Attica Locke on
BLACK WATER RISING

I have always felt that I was born at the end.

The end of a marriage, and the end of a movement.

I was born three years after the political moment in time for which I was named – the uprising at Attica prison in upstate New York, in 1971 – and shortly after my parents had walked away for good from the political movement that had defined their very young lives. By 1974, Dr. King was dead. So was Malcolm X. And two Kennedys. Nonviolence had exhausted a people’s patience, and “black power” had turned out to be less an organizing principle and more an outcry of debilitating rage, a different kind of enslavement.

By the time I was born, civil rights, as a movement, was finished.

My parents were then, as they are now, highly resourceful people. They each made rather successful transitions from college activists to working professionals – just in time for the Reagan ‘80s and the seeming promise of a new decade. My mother made use of her graduate degree, eventually heading her own company, and my father went to law school, sometimes dragging me and my sister in tow when he had no babysitter. (My parents were divorced by then; theirs was one of many marriages that wouldn’t outlive the youthful energy and political passion that had bound it in the first place.) As they each began a new life, Mom in her Anne Klein separates and Dad in a suit and tie instead of a dashiki, they rarely spoke of what they’d left behind: the friends they’d lost, the guns they’d owned, the time they’d spent in jail. Nor did they speak of the disillusionment they felt about a social movement that had stopped just short of victory. Sure, black people had earned the right to vote, to eat at a lunch counter, to send their kids to any school. But some things as a basic as the right to walk down a street unmolested by law enforcement, to shop without being followed by store personnel, to feel completely free in one’s own country, were still beyond the reach of many black citizens. But my parents, like so many others of their generation, didn’t stop to mourn. They simply turned the page.
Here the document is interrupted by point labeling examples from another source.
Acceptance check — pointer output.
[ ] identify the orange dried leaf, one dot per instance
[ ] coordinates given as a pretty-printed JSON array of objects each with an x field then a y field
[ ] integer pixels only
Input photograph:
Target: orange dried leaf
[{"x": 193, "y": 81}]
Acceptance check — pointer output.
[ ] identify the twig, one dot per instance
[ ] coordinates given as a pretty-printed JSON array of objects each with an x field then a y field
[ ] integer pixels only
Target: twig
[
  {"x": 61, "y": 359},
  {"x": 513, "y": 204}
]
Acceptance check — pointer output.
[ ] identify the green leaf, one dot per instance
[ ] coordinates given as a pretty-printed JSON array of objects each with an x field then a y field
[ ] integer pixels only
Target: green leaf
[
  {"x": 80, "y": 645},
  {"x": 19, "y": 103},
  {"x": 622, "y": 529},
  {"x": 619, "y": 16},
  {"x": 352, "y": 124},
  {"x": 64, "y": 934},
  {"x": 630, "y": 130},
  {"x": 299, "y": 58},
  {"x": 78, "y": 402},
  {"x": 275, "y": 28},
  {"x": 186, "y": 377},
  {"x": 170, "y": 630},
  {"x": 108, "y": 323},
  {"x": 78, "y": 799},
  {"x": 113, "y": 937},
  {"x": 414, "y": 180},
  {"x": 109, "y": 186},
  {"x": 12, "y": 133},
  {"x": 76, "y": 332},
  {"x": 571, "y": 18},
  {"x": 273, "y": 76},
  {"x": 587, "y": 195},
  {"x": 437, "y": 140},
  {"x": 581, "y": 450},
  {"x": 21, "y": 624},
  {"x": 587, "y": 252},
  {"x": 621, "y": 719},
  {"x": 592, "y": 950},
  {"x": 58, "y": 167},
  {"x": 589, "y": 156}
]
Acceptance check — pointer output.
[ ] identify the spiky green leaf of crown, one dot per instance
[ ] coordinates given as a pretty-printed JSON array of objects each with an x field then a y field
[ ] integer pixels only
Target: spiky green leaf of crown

They sent me and my sister to all-white schools.

My mother bought a Volvo and a split-level ranch in the suburbs.

I remember my dad’s first Audi.

It was if they, and the other members of the new “Cosby” era, had decided that if politics couldn’t completely free a race of people, then surely economic prosperity would. And anyway, there were kids to raise, college to pay for.

Still, I felt the weight of what went unspoken. In both my parents’ lives, in their hearts, in their quietest moments, there was a palpable sense of melancholy, a sense of loss that the times didn’t make a lot of space for. In the early Reagan era, the whole country was caught up in a collective fit of amnesia over the wounds and hurt feelings of the 1960s and ‘70s. And no place more so than Houston, Texas, which in the early ‘80s was awash with oil money and a blind, almost arrogant sense that the future held nothing but promise.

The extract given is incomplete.